Cultivating the transcendent! -Photo by Jan Ketchel
Cultivating the transcendent!
-Photo by Jan Ketchel

By cultivating purity within—what Joseph Campbell calls becoming transparent to the transcendent—we achieve the energetic influence that restores balance and attracts synchronistically what is truly needed in our individual lives, as well as what is needed collectively. Forget marketing, forget Facebook; become transparent to the transcendent instead!

From this place of transcendence, we become open to the influence of cosmic energy that exists outside the time we live in. We open to the infinite. In transcendence, we shift our assemblage points and resume our journeys along the interconnected route that holds us all together and, in so doing, we become part of the energetic mass that holds our world together.

Over-consumption is merely our world blanketed by an energy that constantly challenges us to find our union through realignment with the truth. Every time one of us realigns with the truth within the context of our personal lives, we send out energetic waves that offer all of us guidance to do the same.

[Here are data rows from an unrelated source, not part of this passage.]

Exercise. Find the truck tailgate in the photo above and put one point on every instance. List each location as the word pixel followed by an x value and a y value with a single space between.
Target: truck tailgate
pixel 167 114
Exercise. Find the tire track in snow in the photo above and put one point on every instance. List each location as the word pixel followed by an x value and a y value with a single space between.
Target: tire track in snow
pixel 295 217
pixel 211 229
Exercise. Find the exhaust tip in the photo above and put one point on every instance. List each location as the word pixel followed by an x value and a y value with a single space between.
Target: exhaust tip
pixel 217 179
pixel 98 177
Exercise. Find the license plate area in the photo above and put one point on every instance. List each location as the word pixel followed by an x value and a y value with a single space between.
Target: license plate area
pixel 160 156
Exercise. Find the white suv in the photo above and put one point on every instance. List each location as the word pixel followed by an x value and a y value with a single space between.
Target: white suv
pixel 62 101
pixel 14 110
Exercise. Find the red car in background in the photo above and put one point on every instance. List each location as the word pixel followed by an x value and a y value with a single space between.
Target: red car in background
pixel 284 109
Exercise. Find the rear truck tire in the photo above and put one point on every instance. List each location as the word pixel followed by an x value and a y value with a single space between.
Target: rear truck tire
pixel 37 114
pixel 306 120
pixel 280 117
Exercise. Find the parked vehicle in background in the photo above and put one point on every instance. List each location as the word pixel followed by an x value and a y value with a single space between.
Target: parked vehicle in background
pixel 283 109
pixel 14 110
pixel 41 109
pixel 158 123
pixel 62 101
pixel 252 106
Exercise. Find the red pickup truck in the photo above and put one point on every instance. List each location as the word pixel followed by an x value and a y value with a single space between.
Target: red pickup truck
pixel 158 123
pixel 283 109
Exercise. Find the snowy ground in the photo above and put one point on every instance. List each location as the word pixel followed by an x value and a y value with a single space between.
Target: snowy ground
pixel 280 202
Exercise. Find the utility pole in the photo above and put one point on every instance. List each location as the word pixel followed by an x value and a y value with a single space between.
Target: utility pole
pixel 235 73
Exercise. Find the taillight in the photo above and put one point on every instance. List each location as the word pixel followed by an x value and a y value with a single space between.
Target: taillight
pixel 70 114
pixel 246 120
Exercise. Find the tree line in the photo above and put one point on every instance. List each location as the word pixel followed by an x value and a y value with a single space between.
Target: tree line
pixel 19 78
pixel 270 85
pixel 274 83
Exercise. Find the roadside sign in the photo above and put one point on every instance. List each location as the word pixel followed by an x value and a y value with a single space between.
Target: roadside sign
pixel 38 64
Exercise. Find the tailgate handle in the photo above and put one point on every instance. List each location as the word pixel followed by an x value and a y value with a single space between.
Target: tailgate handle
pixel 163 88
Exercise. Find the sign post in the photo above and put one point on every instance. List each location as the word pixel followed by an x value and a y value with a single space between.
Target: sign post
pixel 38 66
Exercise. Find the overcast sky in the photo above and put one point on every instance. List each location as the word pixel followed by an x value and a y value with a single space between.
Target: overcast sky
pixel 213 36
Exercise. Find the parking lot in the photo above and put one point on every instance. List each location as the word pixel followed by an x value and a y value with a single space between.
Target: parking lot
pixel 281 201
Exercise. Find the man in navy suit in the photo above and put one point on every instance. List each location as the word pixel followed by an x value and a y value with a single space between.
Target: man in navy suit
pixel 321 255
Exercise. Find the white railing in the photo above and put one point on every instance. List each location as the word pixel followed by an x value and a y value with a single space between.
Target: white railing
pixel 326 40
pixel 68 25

We cannot rescue each other, but the mass can’t help but advance by individual efforts.

We are all naguals now. The last nagual, Carlos Castaneda, showed us how to take personal responsibility for our own evolution. Many looked to Obama to be the savior. But we are beyond the time of saviors now; it’s up to each of us to save ourselves. Obama’s election simply mirrored the truth that anything is possible now, even a twice-elected black man to the presidency.

The real work now lies within each of us. We must each stare down the myth of not enough within ourselves and allow our truths and purity to become transparent to the transcendent, as we hold our world together in solid union and continue our journeys on the interconnected waves of infinity.